The exit code is a starting point, not a diagnosis. The same number can come from very different
causes, so always confirm against the program’s own logs, dmesg, or your orchestrator’s events.
Questions
What does an exit code above 128 mean?
On Unix, when a process is killed by a signal, its exit status is 128 plus the signal number. So 137 = 128 + 9 = SIGKILL, 143 = 128 + 15 = SIGTERM, 139 = 128 + 11 = SIGSEGV, and 130 = 128 + 2 = SIGINT (Ctrl-C). ExitCode does that subtraction for you and names the signal.
Why does my container exit with 137 (OOMKilled)?
Exit 137 means the process got SIGKILL. In Docker and Kubernetes that is almost always the out-of-memory killer enforcing a memory limit (Kubernetes labels it OOMKilled), or an orchestrator escalating to SIGKILL after a SIGTERM was ignored past the grace period. Compare the container's memory usage against its limit, raise the limit or reduce usage, and make sure the app exits promptly on SIGTERM.
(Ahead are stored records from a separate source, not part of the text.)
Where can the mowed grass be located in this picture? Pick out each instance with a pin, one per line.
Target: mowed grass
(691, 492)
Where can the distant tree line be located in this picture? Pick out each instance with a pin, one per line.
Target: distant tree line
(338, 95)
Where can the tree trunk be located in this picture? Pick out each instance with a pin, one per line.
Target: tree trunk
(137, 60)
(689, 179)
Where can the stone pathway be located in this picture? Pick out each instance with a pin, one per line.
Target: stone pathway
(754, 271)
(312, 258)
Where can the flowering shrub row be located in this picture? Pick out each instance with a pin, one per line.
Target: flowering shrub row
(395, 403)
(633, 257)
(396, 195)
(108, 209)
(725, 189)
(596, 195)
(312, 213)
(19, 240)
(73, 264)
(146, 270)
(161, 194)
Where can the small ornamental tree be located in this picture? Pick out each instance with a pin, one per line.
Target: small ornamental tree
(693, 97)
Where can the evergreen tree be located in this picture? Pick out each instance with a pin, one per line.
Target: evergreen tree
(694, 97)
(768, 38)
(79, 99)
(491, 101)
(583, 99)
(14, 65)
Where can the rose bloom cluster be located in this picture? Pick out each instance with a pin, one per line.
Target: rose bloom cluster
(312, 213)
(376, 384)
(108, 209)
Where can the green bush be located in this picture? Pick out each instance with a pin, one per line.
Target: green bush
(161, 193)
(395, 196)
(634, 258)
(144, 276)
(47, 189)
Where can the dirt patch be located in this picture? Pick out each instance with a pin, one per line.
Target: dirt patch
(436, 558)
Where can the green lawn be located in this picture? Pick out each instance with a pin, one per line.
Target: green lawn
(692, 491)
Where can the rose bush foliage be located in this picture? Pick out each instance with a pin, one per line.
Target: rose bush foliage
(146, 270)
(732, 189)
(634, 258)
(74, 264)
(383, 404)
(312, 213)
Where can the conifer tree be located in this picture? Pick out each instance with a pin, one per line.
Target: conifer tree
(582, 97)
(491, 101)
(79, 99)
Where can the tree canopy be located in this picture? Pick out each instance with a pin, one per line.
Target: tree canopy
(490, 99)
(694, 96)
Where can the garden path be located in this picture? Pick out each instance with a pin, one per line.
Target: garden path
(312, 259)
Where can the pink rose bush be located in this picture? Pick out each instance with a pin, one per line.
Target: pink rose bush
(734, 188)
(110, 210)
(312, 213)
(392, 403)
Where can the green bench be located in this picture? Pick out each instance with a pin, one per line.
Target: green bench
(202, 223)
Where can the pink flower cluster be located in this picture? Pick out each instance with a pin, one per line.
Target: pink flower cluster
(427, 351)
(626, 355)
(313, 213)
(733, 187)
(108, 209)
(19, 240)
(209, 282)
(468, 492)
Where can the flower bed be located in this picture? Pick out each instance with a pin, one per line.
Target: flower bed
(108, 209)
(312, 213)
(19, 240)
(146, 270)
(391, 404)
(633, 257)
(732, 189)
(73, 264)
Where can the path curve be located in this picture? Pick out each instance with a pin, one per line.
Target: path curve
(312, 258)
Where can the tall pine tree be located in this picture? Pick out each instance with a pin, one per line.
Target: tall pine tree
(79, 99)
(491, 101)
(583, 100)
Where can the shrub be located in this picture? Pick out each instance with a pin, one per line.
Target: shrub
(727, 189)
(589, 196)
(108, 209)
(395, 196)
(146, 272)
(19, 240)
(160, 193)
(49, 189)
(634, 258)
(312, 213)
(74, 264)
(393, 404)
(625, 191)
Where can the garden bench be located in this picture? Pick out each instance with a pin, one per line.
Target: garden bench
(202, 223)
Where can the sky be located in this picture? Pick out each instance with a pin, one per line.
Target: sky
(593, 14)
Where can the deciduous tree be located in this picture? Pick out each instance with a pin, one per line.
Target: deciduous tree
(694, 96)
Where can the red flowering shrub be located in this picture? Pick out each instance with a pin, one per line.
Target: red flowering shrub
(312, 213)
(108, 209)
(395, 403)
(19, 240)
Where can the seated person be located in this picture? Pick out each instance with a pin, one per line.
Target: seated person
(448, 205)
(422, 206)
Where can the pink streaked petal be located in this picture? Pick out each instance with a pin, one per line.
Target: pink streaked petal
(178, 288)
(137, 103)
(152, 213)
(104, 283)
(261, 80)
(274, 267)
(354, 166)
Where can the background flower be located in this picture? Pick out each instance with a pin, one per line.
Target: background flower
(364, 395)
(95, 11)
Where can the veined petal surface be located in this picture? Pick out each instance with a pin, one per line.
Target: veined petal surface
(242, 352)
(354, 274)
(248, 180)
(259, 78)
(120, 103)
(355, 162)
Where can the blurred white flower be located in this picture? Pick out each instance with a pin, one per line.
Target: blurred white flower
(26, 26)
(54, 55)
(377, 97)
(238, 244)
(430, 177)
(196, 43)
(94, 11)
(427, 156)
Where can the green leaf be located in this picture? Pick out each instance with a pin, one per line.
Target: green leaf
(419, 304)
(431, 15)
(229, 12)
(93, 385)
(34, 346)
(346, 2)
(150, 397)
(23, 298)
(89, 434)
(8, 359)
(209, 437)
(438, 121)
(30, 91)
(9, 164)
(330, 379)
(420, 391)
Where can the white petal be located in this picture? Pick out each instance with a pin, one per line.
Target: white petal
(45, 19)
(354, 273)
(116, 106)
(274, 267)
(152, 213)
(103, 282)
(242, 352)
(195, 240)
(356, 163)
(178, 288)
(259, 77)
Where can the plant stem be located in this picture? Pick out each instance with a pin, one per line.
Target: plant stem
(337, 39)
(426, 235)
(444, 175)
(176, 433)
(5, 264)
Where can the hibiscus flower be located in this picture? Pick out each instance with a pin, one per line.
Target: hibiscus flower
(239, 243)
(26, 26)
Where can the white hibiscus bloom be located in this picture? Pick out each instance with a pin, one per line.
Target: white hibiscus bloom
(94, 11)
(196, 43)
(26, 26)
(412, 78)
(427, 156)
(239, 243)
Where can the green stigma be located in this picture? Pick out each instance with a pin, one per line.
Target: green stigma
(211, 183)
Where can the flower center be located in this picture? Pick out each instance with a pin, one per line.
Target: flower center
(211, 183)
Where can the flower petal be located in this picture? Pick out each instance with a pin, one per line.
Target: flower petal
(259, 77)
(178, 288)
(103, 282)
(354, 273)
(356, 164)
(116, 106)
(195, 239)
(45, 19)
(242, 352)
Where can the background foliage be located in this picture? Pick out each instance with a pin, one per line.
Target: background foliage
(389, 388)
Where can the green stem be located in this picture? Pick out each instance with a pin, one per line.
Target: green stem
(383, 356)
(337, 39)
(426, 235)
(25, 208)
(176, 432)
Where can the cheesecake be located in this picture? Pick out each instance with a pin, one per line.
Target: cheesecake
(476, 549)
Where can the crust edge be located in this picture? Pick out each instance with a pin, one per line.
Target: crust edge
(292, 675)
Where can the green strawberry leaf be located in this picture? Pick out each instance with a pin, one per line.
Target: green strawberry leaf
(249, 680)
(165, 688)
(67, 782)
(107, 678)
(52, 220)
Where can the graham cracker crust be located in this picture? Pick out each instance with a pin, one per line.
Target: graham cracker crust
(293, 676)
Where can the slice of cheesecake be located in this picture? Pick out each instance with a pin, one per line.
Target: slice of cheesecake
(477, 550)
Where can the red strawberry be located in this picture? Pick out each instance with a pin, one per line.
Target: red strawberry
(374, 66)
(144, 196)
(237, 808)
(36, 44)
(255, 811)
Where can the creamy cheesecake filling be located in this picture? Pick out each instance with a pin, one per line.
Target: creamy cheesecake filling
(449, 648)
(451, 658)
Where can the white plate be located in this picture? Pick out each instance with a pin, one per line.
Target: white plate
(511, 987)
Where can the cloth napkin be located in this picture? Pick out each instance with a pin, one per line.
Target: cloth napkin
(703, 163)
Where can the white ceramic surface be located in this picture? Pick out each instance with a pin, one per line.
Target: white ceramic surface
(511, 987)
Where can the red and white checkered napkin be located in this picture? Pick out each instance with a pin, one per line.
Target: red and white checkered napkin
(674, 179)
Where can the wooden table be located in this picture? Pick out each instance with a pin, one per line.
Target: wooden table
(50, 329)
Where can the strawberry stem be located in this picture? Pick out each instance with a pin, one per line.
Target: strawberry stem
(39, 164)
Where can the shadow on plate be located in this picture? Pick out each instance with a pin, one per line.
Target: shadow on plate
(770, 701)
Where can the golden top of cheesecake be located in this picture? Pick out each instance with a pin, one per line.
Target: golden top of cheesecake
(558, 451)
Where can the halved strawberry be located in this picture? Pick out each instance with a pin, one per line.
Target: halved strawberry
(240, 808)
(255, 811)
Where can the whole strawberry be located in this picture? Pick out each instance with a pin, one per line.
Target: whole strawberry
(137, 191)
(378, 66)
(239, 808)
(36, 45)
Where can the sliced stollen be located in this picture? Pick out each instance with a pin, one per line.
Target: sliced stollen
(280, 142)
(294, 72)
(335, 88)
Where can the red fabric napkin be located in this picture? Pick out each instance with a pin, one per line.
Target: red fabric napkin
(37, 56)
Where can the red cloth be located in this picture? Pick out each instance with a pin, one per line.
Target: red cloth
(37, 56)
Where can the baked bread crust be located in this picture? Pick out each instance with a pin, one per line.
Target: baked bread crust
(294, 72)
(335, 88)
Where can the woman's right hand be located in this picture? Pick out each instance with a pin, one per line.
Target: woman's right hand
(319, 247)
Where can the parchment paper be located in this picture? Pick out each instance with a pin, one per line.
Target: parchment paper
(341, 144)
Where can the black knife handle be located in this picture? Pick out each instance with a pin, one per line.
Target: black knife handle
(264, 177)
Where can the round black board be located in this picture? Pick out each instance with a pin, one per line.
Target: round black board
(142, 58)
What is the difference between 126 and 127?
127 means the command was not found at all — a typo, a missing package, or it is not on PATH (very common in minimal containers). 126 means the command was found but could not be executed — usually a missing execute bit, a non-executable file, or a bad interpreter line in a script.
Are these signal numbers the same on every system?
The common ones (SIGKILL 9, SIGTERM 15, SIGINT 2, SIGSEGV 11, SIGABRT 6) are the same across Linux and most Unix. A few — SIGUSR1, SIGUSR2, SIGBUS — have different numbers on MIPS, Alpha, and SPARC, and real-time signals occupy 34-64. ExitCode uses the standard Linux x86-64/ARM numbers.
Why does curl use different exit codes?
curl has its own numbering that is unrelated to signals: 6 is "couldn't resolve host", 7 is "couldn't connect", 28 is a timeout, 60 is a TLS certificate problem, and 22 means the server returned an HTTP error of 400+ when you used -f/--fail. Switch the context to "curl" to decode those, since the same number means something completely different there.
Does anything I type get sent anywhere?
No. ExitCode is a static lookup that runs entirely in your browser. There is no backend, no logging, and nothing leaves the page.